I would also add that one of the biggest failures to make an effective decision with humans is not being clear about what it is that needs a decision to be made. Once this is clear then a list of the criteria by which each candidate can be measured is drawn up, then compare each candidate.
In the example of the bees needing to choose a new location to move to they have clear criteria that indicates the quality of a site and they have a way that ensures that they choose the site that matches those criteria as closely as is possible without any bias. There is no need for any hierarchy in making this decision (not that their brain has the capacity for remembering large amounts of data) or indeed for any decisions made by the colony of bees. That is not to say there is not leadership as the scout bees clearly take on this role as individuals initially and then as a collective.

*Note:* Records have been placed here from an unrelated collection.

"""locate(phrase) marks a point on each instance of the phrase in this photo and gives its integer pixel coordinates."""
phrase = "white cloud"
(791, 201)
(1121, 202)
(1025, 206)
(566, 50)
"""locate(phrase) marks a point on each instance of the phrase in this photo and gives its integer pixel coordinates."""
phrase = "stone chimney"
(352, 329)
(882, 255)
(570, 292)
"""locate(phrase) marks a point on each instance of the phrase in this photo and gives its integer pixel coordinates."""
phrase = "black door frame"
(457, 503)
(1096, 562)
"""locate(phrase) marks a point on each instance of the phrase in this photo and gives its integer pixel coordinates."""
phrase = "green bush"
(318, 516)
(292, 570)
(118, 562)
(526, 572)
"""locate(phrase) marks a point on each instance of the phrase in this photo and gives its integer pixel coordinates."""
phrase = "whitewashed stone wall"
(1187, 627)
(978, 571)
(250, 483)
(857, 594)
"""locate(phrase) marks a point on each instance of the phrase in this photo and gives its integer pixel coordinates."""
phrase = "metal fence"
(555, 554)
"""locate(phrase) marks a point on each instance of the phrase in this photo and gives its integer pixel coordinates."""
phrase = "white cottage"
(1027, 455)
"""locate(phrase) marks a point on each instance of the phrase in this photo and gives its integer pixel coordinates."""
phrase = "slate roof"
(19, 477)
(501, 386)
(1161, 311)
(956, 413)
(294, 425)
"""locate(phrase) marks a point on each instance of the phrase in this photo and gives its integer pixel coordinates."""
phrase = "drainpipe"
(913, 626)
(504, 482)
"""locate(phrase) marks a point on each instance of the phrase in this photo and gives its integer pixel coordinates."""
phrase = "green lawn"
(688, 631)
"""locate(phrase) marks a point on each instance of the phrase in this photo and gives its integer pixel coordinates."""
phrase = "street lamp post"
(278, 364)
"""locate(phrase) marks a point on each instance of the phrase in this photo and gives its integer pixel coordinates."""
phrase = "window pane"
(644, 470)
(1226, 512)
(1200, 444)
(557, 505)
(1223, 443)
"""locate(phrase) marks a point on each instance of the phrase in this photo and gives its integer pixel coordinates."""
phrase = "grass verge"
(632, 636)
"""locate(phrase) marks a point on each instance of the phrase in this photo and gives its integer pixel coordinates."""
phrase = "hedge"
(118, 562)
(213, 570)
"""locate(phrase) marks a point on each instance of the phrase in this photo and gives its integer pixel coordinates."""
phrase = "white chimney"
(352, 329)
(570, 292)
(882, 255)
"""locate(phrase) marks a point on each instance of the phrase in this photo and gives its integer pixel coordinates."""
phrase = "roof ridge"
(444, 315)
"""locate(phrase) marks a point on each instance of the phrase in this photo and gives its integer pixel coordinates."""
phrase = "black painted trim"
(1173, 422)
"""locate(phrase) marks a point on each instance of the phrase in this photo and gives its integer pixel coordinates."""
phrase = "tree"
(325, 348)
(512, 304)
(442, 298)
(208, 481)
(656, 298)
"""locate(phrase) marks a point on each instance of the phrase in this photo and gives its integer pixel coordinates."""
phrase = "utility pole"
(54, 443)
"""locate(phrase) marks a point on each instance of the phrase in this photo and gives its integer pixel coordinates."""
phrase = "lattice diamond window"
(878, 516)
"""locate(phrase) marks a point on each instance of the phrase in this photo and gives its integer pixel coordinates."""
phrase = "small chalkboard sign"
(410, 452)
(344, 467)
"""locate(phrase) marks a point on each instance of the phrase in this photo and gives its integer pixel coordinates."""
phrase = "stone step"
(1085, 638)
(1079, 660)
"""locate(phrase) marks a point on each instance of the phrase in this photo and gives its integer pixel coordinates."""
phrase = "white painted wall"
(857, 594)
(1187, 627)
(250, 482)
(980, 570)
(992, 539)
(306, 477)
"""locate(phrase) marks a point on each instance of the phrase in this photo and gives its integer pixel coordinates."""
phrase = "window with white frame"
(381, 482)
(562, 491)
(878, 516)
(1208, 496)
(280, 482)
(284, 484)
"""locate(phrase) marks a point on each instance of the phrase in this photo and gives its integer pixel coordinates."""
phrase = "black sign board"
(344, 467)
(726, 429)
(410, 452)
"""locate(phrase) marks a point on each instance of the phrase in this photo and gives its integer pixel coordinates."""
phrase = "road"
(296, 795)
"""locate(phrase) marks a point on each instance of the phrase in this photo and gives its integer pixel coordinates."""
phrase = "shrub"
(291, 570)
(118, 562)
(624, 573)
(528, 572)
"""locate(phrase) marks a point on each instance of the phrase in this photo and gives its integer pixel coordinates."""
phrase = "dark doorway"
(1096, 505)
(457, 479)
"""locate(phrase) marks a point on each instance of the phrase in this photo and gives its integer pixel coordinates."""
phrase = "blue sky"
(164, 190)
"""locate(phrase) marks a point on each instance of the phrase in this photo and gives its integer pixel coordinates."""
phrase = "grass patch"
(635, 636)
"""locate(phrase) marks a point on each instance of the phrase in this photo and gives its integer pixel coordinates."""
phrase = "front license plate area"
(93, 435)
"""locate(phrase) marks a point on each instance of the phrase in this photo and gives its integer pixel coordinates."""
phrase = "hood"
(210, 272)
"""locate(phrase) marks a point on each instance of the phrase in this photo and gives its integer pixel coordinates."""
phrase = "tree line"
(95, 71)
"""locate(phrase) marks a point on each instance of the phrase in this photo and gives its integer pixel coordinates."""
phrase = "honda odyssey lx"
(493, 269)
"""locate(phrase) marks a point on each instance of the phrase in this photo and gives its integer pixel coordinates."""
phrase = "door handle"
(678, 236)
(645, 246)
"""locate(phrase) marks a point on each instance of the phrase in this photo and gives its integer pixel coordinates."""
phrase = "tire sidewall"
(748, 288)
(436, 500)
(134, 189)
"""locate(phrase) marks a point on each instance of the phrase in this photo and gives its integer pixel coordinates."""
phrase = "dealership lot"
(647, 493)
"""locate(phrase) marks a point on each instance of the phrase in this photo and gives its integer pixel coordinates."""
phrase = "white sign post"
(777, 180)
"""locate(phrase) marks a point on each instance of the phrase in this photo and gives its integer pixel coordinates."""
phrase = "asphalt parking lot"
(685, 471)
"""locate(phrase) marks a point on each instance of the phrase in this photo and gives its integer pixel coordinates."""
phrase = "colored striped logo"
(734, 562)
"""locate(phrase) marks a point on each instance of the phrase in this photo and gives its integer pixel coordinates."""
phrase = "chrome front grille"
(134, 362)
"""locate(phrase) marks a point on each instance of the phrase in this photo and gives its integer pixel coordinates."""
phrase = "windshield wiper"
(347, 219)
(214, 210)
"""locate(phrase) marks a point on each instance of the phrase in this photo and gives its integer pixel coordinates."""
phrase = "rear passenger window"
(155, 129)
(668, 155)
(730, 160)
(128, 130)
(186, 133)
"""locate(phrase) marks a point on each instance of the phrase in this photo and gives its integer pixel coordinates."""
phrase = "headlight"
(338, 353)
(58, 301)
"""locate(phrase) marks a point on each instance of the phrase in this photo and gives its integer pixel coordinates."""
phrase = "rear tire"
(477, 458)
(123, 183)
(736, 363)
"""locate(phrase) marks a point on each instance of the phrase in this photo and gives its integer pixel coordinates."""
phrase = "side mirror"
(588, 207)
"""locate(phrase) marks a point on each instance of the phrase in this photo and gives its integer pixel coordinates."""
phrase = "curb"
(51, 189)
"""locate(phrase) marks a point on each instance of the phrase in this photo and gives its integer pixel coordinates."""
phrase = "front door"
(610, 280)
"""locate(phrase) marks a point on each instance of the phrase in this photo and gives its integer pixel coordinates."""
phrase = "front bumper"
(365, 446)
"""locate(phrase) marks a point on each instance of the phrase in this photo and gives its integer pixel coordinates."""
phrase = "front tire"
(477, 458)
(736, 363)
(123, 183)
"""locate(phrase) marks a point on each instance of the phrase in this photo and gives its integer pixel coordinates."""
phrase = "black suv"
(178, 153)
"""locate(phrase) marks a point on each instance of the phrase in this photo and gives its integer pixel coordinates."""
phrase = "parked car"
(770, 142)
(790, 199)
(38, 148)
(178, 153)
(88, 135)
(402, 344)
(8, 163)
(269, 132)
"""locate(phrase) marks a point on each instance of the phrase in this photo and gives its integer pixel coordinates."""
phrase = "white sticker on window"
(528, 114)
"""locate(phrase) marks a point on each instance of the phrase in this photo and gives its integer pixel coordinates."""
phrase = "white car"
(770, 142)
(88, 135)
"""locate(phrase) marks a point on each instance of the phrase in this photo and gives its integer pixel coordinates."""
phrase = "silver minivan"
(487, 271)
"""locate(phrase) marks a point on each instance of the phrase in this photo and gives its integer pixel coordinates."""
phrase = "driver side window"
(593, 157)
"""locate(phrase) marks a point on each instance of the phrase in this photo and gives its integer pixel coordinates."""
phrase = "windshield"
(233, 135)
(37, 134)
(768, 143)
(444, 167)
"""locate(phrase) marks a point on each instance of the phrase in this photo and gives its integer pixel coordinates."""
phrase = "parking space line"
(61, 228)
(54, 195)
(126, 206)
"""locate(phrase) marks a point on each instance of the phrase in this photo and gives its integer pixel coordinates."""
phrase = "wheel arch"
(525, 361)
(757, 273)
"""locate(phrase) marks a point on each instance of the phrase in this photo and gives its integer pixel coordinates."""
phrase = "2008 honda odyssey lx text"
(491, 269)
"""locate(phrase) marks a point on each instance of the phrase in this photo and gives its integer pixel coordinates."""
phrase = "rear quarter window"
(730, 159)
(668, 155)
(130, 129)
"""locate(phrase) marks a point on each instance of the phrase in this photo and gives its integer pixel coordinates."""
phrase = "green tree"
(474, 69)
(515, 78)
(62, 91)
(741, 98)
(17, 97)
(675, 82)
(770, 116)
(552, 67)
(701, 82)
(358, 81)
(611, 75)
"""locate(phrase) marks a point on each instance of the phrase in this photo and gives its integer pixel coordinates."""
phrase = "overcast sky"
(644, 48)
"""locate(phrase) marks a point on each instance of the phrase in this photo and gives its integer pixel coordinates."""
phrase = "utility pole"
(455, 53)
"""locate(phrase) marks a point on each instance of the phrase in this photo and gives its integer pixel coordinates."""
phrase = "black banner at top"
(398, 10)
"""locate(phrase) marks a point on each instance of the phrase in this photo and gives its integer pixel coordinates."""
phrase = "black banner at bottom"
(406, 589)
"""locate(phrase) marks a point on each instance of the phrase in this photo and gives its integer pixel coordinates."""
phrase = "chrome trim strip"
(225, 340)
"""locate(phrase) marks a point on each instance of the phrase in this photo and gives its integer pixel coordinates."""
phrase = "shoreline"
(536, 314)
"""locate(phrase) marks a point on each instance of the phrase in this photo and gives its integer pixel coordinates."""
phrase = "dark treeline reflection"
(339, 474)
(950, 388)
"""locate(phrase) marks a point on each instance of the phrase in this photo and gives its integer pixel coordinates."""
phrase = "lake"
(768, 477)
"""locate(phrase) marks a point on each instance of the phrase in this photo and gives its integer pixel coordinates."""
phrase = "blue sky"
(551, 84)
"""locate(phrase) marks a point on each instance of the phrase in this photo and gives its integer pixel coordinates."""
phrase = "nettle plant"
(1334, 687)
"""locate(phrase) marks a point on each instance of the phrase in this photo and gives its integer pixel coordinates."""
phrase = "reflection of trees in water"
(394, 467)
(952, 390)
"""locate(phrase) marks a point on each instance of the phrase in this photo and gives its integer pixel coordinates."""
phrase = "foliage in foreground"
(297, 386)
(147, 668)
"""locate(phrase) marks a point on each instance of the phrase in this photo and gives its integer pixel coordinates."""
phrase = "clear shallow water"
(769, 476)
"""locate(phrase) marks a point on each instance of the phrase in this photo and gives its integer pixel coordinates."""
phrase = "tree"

If we as human beings can learn from the bees then the biggest message is about how to make decisions.
Be clear about what it is that needs a decision to be made, list the criteria, then test the candidates against the criteria. It is important that the criteria and the testing of candidates is carried out by unbiased competent people who can be trusted.
As humans we have a greater capacity to remember the details, but the decision needs to be unbiased, need no hierarchy and anyone can be a leader with the given skill-set.
Ultimately the honeybees present to us a high quality decision making process that requires no personality, ego or need for any interjection of power; things that all too often are perceived to be the skill and necessity of the hierarchy or the chosen few. Competence is of course vital as in the bees case it is a matter of survival.
When making decisions about ourselves it helps to be aware of what we value in life. In the case of the honeybee finding a new home this is a life or death scenario. For us as individuals one big decision that we make is what we do with our lives following our education. Often, and for many, an almost impossible decision to have to make. If we spend time becoming aware of what we value in life, then look at the things we can do that fit these values as closely as possible we can apply the same decision making process as the honeybees.